Begert is realistic. “Alltel is 6 ½ times larger than Western. It is very clear who is running things and it’s from Little Rock,” he said. “We could get displaced if they decide they don’t like us.”

Although finding out if he keeps the business is probably still far off, Begert has the confidence of Ignition Partners, the Bellevue venture-capital firm that invested in Wireless Services last year.

Begert was hired about a year ago to replace Wood, who had been there from the start.

Since his arrival, the headcount has tripled to 65 employees and a number of executive-level positions have been filled.

“Rich has done a wonderful job of creating an amazing culture,” said Steve Hooper, general partner at Ignition. “He’s very good with people and has made some strong hires to augment the team.”

Begert’s background is mostly in wireless, except for a five-year hiatus working in the Internet industry. He joined AT&T Wireless in 1996 and left two years later to become the president and chief executive of ImageX.

He led ImageX to its initial public offering in 1999 and to its sale to Kinko’s in 2003.

Opportunity beckons

Begert said the opportunity before Wireless Services is huge. As wireless carriers become more competitive, they’ll have to look to adding more features.
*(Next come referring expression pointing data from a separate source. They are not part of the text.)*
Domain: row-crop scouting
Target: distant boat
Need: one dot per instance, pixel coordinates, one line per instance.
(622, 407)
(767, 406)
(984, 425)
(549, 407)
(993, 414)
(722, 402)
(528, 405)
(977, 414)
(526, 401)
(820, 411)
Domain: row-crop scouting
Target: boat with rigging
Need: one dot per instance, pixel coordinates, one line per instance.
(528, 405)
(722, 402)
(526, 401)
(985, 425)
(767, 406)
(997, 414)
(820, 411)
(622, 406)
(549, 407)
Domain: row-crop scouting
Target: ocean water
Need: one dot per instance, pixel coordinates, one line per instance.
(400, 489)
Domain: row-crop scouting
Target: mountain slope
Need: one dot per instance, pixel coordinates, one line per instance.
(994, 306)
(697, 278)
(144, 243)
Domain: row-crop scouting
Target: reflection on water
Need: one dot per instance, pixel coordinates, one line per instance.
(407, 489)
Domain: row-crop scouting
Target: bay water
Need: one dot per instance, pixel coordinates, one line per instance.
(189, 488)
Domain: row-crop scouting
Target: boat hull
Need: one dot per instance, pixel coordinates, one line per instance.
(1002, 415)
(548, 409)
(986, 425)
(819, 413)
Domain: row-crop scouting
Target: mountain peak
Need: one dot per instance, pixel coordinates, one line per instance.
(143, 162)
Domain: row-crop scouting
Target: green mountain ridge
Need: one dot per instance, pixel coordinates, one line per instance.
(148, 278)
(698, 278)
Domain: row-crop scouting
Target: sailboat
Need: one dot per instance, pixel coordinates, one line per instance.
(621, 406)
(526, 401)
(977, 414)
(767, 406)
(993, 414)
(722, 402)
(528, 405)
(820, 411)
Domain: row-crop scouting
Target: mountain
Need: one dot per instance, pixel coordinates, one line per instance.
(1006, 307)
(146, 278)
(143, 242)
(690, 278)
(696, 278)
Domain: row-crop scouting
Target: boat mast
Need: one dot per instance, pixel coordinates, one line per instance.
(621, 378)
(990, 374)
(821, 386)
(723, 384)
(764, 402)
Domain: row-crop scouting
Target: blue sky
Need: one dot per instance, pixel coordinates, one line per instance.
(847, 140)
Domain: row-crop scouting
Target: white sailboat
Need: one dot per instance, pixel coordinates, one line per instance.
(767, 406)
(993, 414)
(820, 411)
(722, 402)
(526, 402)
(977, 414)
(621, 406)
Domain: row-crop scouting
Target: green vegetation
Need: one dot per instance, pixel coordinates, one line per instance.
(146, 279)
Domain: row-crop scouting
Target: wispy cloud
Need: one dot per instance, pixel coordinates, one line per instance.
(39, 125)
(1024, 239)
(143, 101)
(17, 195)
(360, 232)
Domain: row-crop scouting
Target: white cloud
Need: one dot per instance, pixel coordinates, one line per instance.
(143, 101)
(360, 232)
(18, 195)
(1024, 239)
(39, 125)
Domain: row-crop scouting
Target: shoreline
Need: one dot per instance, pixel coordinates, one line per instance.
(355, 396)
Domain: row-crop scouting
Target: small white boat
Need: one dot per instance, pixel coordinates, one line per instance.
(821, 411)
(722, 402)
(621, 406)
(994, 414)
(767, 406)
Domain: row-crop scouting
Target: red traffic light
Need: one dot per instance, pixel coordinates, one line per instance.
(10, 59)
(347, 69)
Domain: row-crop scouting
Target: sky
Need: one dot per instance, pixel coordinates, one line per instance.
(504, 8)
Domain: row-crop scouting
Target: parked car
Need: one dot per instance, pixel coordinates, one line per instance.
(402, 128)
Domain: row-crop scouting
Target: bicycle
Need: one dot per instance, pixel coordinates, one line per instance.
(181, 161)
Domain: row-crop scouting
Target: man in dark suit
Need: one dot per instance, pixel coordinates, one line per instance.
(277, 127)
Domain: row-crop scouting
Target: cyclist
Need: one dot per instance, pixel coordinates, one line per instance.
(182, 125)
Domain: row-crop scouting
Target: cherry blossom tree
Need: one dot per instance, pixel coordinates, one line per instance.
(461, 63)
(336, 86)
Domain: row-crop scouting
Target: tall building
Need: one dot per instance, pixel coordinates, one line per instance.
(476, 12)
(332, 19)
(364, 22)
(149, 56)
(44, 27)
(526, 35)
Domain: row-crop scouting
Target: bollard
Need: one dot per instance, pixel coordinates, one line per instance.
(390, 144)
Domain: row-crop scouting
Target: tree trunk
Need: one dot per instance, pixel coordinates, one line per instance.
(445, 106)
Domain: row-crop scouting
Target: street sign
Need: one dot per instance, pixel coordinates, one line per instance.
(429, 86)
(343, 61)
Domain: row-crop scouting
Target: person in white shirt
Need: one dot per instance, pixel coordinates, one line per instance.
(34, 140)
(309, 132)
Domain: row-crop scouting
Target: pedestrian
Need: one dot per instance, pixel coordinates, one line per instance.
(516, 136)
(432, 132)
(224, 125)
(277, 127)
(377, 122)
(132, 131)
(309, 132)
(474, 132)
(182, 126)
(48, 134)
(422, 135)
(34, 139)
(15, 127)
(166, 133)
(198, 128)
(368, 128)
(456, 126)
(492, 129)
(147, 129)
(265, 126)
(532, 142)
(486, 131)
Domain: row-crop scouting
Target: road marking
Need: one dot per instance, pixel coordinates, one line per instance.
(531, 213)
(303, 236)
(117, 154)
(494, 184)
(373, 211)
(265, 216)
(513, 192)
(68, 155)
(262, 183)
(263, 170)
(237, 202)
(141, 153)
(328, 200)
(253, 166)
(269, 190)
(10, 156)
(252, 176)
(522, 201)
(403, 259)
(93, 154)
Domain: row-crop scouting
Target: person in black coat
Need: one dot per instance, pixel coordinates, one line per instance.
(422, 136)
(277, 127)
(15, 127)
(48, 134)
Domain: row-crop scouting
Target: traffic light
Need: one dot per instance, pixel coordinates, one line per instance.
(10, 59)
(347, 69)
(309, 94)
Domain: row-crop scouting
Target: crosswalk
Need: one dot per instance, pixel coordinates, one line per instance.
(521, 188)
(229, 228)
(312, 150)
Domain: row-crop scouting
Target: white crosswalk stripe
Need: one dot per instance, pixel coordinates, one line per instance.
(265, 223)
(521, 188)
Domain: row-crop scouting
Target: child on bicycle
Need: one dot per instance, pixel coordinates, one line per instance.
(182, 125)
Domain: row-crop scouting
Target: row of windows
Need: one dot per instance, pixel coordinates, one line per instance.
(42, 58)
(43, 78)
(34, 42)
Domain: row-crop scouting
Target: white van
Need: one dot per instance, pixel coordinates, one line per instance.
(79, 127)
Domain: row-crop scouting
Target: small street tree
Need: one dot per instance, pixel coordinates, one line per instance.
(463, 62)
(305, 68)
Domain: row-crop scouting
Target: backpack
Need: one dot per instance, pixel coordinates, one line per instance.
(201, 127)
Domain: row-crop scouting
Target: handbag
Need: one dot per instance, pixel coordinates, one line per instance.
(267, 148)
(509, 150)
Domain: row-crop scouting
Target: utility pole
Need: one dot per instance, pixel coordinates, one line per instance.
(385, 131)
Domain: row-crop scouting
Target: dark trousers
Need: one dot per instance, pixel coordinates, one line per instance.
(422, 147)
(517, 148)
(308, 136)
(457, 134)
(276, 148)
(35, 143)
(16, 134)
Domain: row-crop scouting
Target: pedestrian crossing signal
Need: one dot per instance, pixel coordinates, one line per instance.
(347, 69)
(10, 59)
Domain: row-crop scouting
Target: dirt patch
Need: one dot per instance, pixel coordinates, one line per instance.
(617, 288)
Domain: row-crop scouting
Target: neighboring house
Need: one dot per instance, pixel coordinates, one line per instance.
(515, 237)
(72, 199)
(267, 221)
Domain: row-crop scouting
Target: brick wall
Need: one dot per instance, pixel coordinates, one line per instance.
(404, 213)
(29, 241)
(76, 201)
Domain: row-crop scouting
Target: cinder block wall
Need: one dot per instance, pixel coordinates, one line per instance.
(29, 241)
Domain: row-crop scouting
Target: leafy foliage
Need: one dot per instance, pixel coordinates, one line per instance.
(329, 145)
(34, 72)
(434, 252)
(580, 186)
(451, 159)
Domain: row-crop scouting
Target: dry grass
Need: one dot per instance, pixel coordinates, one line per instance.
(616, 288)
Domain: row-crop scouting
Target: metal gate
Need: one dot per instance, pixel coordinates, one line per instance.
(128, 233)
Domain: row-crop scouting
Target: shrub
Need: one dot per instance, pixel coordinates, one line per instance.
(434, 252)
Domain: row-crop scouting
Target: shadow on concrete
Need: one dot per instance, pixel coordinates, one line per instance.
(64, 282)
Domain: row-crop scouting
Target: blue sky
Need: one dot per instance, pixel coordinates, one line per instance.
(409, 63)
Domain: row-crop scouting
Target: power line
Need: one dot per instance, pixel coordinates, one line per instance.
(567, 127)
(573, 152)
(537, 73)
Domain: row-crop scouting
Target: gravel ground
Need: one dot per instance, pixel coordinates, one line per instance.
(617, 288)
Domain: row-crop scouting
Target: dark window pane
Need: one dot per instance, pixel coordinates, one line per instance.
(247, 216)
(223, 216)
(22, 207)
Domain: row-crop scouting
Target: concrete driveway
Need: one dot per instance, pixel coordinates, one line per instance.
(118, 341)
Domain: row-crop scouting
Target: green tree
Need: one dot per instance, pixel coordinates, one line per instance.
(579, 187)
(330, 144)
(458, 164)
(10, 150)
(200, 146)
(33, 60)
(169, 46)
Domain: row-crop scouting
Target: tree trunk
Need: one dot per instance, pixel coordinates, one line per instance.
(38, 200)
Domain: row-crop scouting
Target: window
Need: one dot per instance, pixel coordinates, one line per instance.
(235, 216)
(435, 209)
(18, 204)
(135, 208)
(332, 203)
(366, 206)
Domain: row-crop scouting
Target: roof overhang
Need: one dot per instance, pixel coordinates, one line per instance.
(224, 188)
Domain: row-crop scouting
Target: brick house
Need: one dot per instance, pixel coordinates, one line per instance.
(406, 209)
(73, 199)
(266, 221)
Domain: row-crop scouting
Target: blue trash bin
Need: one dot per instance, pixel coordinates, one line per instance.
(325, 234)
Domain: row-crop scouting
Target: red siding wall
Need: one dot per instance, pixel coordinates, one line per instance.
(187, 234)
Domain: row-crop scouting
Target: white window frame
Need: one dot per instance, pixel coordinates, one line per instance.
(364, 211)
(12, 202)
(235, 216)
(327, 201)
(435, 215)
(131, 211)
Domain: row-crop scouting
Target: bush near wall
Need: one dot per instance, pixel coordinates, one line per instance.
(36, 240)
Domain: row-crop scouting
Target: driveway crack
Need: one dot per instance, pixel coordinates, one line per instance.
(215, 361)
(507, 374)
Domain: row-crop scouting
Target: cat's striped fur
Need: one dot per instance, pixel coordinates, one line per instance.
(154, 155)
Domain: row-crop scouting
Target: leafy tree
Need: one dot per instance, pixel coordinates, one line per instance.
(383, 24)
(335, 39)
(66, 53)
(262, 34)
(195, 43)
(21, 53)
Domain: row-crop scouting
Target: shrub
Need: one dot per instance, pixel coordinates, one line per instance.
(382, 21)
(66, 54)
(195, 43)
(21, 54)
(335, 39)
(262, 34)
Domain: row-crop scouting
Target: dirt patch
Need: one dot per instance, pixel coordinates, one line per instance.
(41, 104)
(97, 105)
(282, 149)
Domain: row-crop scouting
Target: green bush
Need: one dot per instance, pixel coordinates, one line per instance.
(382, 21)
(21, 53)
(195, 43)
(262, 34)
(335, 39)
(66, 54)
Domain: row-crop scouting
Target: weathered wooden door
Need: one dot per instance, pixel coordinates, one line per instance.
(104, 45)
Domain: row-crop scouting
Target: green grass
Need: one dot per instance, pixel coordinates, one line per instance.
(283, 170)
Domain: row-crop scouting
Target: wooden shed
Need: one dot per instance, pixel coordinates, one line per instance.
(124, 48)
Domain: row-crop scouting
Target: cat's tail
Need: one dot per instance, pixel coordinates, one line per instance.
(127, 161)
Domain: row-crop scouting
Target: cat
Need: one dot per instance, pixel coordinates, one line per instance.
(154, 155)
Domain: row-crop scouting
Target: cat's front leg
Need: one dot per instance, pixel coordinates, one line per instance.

Wireless Services could be attractive because it can host a new service, and a carrier wouldn’t have to invest in infrastructure to support it while not knowing how popular it would become.

Likewise, if the service takes off and millions of people start using it, Wireless Services would handle the spike in demand. In turn, Wireless Services could afford the equipment by spreading the cost over several carriers.

Of course, a number of companies provide some of the same services, including Mobile 365, WiderThan and VeriSign. WiderThan provides some of Sprint’s messaging capabilities today.

Wood said Wireless Service has a shot.

“Wireless Services is a company that’s been around 10 to 12 years with great reputation for operations and maintaining service levels,” he said. “That puts us in a good position.”